Bangladesh | Clashes between police and textile workers demanding wage increases





(Ashulia) New clashes broke out on Tuesday in Bangladesh between the police and thousands of workers demanding wage increases in the textile industry which supplies major Western brands, the day after demonstrations that left at least two dead.


“Workers have taken to the streets because their salaries can no longer cover rising food costs,” Al Kamran, a senior union official in the textile sector in the industrial town of Ashulia, in central China, told AFP. country.

Police said tens of thousands of workers at dozens of factories launched wildcat strikes in Ashulia and Gazipur, the country’s largest industrial city.

“Some 15,000 workers took part in demonstrations for an increase in wages at different locations in Ashulia,” Mahmud Naser, deputy police chief of the Ashulia industrial zone, told AFP.
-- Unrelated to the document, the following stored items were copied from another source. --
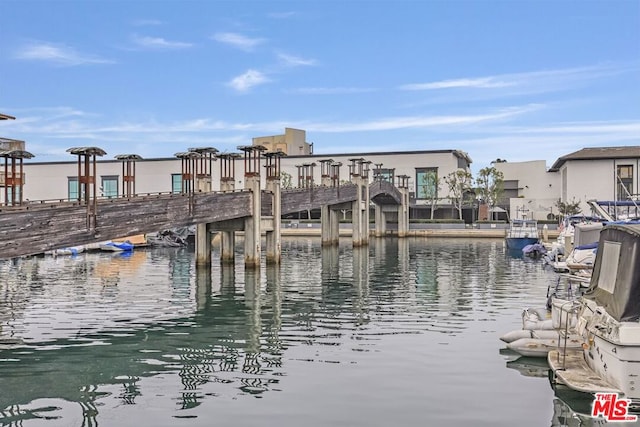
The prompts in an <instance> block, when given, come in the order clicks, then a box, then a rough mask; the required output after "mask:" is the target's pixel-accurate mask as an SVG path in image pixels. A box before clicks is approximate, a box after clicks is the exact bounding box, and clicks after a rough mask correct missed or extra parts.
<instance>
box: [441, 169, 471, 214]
mask: <svg viewBox="0 0 640 427" xmlns="http://www.w3.org/2000/svg"><path fill="white" fill-rule="evenodd" d="M444 182H445V183H446V184H447V186H448V187H449V199H450V200H451V204H453V206H454V207H455V208H456V209H457V210H458V219H462V207H463V205H464V196H465V194H466V193H467V192H468V191H469V190H471V184H472V182H473V176H472V175H471V172H469V171H467V170H465V169H458V170H456V171H453V172H451V173H450V174H449V175H447V176H445V177H444Z"/></svg>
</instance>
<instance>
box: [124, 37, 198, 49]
mask: <svg viewBox="0 0 640 427" xmlns="http://www.w3.org/2000/svg"><path fill="white" fill-rule="evenodd" d="M133 41H134V43H135V44H137V45H138V46H140V47H143V48H147V49H186V48H190V47H192V46H193V44H191V43H184V42H177V41H169V40H166V39H164V38H162V37H148V36H142V37H141V36H133Z"/></svg>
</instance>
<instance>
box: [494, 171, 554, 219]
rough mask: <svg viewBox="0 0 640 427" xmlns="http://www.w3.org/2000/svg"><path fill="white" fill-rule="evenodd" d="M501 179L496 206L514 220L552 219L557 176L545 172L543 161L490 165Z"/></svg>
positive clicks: (549, 172)
mask: <svg viewBox="0 0 640 427" xmlns="http://www.w3.org/2000/svg"><path fill="white" fill-rule="evenodd" d="M493 166H494V167H495V168H496V169H497V170H499V171H500V172H502V174H503V176H504V194H503V198H502V200H503V201H502V203H500V206H501V207H502V208H504V209H506V210H507V211H508V212H509V215H510V217H511V218H515V219H536V220H541V219H554V218H555V216H556V215H557V214H558V209H557V207H556V203H557V201H558V197H559V191H560V179H559V176H558V174H557V173H553V172H549V170H548V169H547V165H546V161H544V160H531V161H526V162H504V161H503V162H494V163H493Z"/></svg>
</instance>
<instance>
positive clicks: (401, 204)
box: [397, 175, 409, 237]
mask: <svg viewBox="0 0 640 427" xmlns="http://www.w3.org/2000/svg"><path fill="white" fill-rule="evenodd" d="M397 178H398V190H400V194H401V196H402V203H400V205H399V206H398V237H406V236H408V235H409V176H407V175H399V176H398V177H397Z"/></svg>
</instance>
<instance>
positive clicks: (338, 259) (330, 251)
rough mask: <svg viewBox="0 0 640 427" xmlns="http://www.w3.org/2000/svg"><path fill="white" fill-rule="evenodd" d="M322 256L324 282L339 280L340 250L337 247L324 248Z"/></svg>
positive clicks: (321, 254) (322, 266) (321, 252)
mask: <svg viewBox="0 0 640 427" xmlns="http://www.w3.org/2000/svg"><path fill="white" fill-rule="evenodd" d="M321 256H322V282H323V283H325V282H326V281H330V280H337V279H338V278H339V276H340V258H339V257H340V248H339V247H338V246H335V245H331V246H323V247H322V250H321Z"/></svg>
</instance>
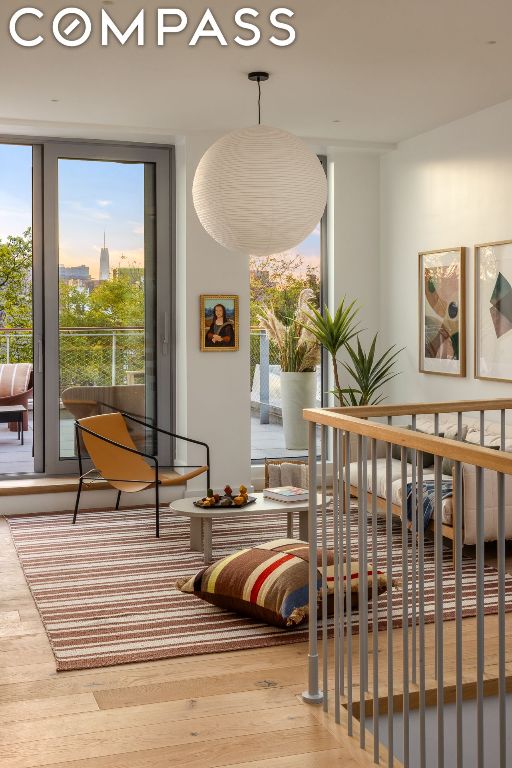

Union leader Al Kamran disputed police figures, saying some 50,000 workers had stopped work in the Ashulia area alone.

According to the police official, on Tuesday demonstrators burned tires, vandalized factories by breaking windows and blocked a major highway linking the industrial zone to the capital Dhaka, prompting the police to use “tear gas and shooting rubber bullets.” No injuries were reported, he said.

According to the police, thousands of workers also abandoned their jobs and vandalized several factories in Mouchak and Bhograr More in Gazipur, where there are more than a thousand factories that produce clothes for brands such as Adidas, H &M and Gap.

Bangladesh is one of the world’s largest clothing exporters, with the industry accounting for 85% of the South Asian country’s $55 billion in annual exports.

According to the unions, salary and working conditions are disastrous for a large part of the four million workers in the sector.

Soaring food prices are one of the main reasons for this movement, with some basic food items seeing their prices double compared to last year.

“Today, a kilo of potatoes sells for 70 takas (0.59 euros, editor’s note) and a kilo of onions is worth 130 takas,” compared to 30 and 50 to 60 takas respectively last year, said Al Kamran.

“Rents have also increased. The only thing that hasn’t increased is the salary,” he added.

The protests began early last week, but the protests turned violent on Monday with the walkout of tens of thousands of workers in Gazipur where a six-story factory was set on fire, leading to the death of a worker.

At least a second worker was killed, fatally injured in clashes between police and protesters and died while being taken to hospital.